Some, however, are doubtful that the app will actually enact any change


Nearly 90 percent of American women between the ages of 18 to 64 report being verbally harassed by a male stranger on the street, according to a Stop Street Harassment survey of around 600 women. The report goes into more detail:

Over one half of them experienced “extreme” harassment including being touched, grabbed, rubbed, brushed or followed by a strange man on the street or other public place. Shattering the myth that street harassment is an urban problem, the survey found that women in all areas experienced it: 90 percent in rural areas, 88 percent in suburban areas, and 87 percent in urban areas. Sadly, 84 percent of women “consider changing their behavior to avoid street harassment.”

Now, there’s an app for reporting these experiences, the Atlantic reports. Originally released in 2010, the first version of the app represented a mobile platform for the website and organization Hollaback, which aims to combat street harassment and give women a platform they could use to seek support and vent about their latest unwanted encounters with male strangers.

A newly released, updated version of the app allows victims to log harassment on a map, creating a visual hot-zone of harassment across their neighborhood or city. (Although only available in New York City so far, the creators hope to expand soon.) The Atlantic describes the app:

The home screen lets access “Resources” or “Know Your Rights,” and it also includes a map with balloons that reveal street harassment clusters. In addition to posting incidents, users can plot their location manually or via GPS, noting the area and type of location (borough, school, business); enter demographic information (race, gender); and attach a picture of an incident they witnessed or experienced.

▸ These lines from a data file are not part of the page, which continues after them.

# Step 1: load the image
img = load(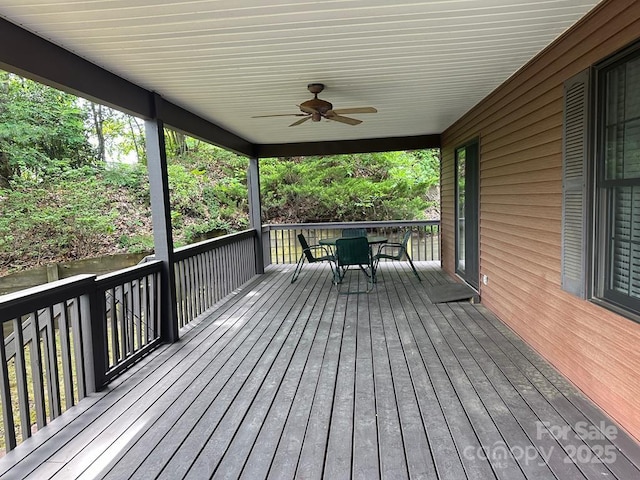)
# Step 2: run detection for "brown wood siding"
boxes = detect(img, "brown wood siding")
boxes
[442,0,640,440]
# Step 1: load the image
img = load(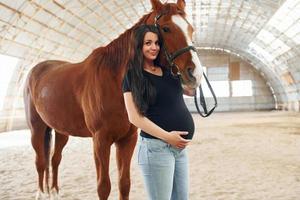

The idea is that women can avoid these “clusters” of harassment activity and that the app could incite positive change. Women can, for instance, choose for  city council members to see their reports and for the reports to go into a database. But what concrete action these reports should elicit is an issue of some contention. Some fear kicking off a stop-and-frisk-like retribution against certain demographics and thus passing on the torch of harassment, while others think the app may be straying away from Hollaback’s grassroots philosophy by involving the city, the Atlantic explains.

Others are simply doubtful that it will actually spark any change, given that verbal harassment, at least in New York, usually does not warrant any legal repercussions. Simply avoiding areas where men might be lurking does not do much for empowering victims of street harassment. As one victim wrote on Hollaback’s page, “I’ve always been a bit bitter about the situation because we just had to deal with it in the only way we could – we just stopped walking that route home completely.”